The overbearing heat and swamp like humidity are expected when hanging out on the Mall in late July. It’s part of DC’s charm. The sudden downpours that send hundreds scrambling for partial cover are also par for the DC weather course. But when you wrangle up your good friends, pack up a little picnic dinner, grab a big blanket to spread out on and bring along your favorite adult beverage hidden in an ambiguous plastic container that could possibly (and hopefully) be mistaken for a water bottle by Park Police, you tend to get your hopes up about a glorious night under the stars watching a classic film from the past on the super-jumbo screen. Unfortunately, last night was not the Screen on the Green’s finest moment.
There really is something magical about laying on the National Mall with perfect views of the well lighted Washington Monument to your back and the always marvelous Capitol dome to your front while watching a great flick with 1000 or so of your closest friends; especially when the crowd bursts into a flash mob of dancing (otherwise known as standing and jumping and waving your arms) at the start of each film. The magic, however, ended with the scenery and the atmosphere and did not continue on with the film. To the disappointment of hundreds of moviegoers, last night’s feature film of “The Goodbye Girl” was out of sequence and not only showed some of the final scenes an hour early into the movie but also forced the audience to watch significant portions of the movie twice, resulting in an exodus by half of the crowd and leaving the remaining people chatting and losing interest for the next 20 minutes of repeated scenes. When the movie finally did return to the final yet-to-be-viewed scenes, the crowd let out an applause and returned to watching the last few minutes. It was not exactly pleasant given the weather conditions and the mishaps by the crew (or whoever was ultimately responsible for obtaining the film), but obviously we are still very thankful for the people that put these events on at no charge to us.
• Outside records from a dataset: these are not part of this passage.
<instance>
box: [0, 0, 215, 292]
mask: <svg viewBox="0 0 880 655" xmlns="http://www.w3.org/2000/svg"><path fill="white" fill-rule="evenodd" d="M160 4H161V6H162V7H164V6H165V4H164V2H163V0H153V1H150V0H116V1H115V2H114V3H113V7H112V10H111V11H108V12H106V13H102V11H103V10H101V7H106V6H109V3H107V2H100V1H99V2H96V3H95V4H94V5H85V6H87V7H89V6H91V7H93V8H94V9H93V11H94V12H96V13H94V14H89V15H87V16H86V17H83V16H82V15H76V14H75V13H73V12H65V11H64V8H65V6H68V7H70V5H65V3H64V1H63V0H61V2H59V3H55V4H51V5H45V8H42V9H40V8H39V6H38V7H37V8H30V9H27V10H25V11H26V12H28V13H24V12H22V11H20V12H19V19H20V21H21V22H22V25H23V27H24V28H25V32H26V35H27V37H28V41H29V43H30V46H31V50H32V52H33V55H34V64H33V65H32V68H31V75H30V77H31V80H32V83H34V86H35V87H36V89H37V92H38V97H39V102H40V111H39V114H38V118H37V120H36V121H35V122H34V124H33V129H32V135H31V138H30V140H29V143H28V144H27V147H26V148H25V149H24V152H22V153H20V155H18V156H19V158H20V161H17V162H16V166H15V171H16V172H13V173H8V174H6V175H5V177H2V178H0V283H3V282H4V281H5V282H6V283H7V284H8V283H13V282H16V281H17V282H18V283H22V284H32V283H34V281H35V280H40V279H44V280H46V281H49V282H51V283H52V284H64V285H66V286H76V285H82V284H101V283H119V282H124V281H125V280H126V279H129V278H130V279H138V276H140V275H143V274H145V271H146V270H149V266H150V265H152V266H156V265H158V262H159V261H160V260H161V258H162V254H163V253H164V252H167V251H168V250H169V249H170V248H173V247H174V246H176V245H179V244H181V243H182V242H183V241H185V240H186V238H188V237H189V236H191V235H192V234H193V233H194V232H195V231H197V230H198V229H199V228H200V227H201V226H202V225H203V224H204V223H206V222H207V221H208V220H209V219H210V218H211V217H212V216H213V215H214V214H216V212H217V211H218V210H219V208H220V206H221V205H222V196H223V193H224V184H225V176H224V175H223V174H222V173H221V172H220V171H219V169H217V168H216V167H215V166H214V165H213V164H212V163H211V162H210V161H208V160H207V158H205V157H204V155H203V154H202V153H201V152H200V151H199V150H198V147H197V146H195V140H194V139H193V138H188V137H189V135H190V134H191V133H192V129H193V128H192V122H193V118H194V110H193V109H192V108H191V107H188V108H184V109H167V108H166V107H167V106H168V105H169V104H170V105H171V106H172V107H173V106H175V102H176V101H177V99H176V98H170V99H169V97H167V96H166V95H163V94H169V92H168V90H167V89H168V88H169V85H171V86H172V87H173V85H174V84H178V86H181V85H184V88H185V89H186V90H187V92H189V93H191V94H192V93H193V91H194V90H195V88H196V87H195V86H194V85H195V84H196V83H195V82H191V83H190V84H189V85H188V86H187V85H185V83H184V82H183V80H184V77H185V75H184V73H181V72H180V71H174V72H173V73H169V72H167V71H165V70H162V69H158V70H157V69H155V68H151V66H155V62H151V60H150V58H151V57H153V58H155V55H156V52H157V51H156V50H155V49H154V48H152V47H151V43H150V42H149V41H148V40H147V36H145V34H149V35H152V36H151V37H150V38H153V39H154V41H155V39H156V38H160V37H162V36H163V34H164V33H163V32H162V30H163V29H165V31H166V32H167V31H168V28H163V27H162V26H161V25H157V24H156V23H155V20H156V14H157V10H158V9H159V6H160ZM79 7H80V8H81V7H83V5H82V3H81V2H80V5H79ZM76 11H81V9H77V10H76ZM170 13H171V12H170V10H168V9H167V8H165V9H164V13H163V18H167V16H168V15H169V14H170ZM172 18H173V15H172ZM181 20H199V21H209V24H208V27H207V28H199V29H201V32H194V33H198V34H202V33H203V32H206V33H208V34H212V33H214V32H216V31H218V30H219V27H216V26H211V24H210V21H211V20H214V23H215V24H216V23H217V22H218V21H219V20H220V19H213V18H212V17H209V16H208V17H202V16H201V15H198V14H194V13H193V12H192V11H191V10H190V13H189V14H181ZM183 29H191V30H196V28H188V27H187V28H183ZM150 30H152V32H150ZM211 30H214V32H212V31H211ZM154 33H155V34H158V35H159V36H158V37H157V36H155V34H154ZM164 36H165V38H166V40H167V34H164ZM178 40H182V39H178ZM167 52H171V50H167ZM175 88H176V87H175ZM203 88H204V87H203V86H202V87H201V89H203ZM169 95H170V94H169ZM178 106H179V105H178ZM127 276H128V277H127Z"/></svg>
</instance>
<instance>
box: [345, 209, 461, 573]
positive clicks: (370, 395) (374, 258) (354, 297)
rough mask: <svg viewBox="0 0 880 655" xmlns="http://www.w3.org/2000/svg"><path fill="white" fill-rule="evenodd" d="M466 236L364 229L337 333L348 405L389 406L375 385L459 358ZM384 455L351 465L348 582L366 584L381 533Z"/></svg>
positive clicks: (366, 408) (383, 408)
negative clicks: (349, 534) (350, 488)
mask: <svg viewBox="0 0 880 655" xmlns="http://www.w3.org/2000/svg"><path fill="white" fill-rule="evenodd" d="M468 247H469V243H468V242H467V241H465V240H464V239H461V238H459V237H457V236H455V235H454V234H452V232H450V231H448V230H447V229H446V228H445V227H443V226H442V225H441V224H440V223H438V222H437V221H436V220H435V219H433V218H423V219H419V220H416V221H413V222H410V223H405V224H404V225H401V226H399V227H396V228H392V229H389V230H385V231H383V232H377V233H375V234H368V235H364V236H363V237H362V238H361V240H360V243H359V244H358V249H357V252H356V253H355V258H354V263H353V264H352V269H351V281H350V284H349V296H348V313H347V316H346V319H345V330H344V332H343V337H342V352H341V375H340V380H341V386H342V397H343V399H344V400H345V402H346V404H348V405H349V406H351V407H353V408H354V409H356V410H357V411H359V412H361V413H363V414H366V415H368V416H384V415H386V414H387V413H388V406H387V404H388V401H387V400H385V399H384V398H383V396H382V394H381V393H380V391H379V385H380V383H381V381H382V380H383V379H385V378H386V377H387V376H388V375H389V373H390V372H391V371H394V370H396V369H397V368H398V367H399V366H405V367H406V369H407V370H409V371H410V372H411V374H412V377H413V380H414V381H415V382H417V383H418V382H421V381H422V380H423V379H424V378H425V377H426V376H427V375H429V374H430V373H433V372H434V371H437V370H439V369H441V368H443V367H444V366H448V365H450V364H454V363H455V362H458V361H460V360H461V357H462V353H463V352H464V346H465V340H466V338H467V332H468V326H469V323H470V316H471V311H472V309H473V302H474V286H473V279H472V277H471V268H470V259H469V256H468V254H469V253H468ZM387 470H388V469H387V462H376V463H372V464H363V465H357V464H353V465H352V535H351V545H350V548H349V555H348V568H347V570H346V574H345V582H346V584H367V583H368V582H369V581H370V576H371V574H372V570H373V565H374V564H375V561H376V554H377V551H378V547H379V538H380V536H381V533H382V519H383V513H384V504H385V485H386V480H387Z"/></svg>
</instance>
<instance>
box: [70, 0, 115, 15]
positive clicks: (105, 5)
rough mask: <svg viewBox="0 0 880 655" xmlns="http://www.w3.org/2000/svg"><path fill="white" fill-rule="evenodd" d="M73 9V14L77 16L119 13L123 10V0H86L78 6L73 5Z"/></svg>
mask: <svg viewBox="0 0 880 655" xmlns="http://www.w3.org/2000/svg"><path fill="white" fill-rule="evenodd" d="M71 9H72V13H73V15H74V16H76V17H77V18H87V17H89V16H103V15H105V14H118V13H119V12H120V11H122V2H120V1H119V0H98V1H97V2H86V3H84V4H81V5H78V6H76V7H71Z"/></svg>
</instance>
I just can’t really fathom how the two sponsors, entertainment giants HBO and Comcast, can possibly run a version of a film that has never even been viewed and is edited completely wrong in a highly public showing like this. But I suppose it was entertaining none the less and I’m sure the crowds will return next Monday for the playing of “12 Angry Men”. Let’s just hope they don’t show the Jury’s final verdict 15 minutes in.